Departure of the King.—Ghent Reduced in Five Days.—Taking of Ypres.—Peace Signed.—The Prince of Orange Is at Pains Not to Know of It.—Horrible Cruelties.
I have related in what manner Charles II., suddenly pronouncing in favour of his nephew, the Prince of Orange, had signed a league with his old enemies, the Dutch, in order to counteract the success of the King of France and compel him to sign a humiliating and entirely inadmissible peace.
The King left Versailles suddenly on the 4th of February, 1678, taking, with his whole Court, the road to Lorraine, while waiting for the troops which had wintered on the frontiers, and were investing at once Luxembourg, Charlemont, Namur, Mons, and Ypres, five of the strongest and best provisioned places in the Low Countries. By this march and manoeuvre, he wished to hoodwink the allied generals, who were very far from imagining that Ghent was the point towards which the Conqueror’s intentions were directed.

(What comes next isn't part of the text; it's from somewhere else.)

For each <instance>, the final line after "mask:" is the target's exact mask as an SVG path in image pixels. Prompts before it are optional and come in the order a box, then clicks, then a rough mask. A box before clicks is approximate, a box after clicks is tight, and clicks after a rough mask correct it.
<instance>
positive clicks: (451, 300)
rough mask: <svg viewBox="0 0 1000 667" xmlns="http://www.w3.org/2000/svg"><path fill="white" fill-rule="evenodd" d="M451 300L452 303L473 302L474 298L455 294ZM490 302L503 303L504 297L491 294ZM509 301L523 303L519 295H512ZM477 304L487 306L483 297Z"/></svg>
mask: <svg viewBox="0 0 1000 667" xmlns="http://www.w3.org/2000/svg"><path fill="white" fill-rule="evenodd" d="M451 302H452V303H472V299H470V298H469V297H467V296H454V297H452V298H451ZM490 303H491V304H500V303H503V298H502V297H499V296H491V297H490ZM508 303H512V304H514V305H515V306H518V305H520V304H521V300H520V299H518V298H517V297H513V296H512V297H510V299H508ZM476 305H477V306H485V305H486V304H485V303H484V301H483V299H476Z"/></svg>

In effect, hardly had the King seen them occupied in preparing the defence of the above named places, when, leaving the Queen and the ladies in the agreeable town of Metz, he rapidly traversed sixty leagues of country, and laid siege to the town of Ghent, which was scarcely expecting him.
The Spanish governor, Don Francisco de Pardo, having but a weak garrison and little artillery, decided upon releasing the waters and inundating the country; but certain heights remained which could not be covered, and from here the French artillery started to storm the ramparts and the fort.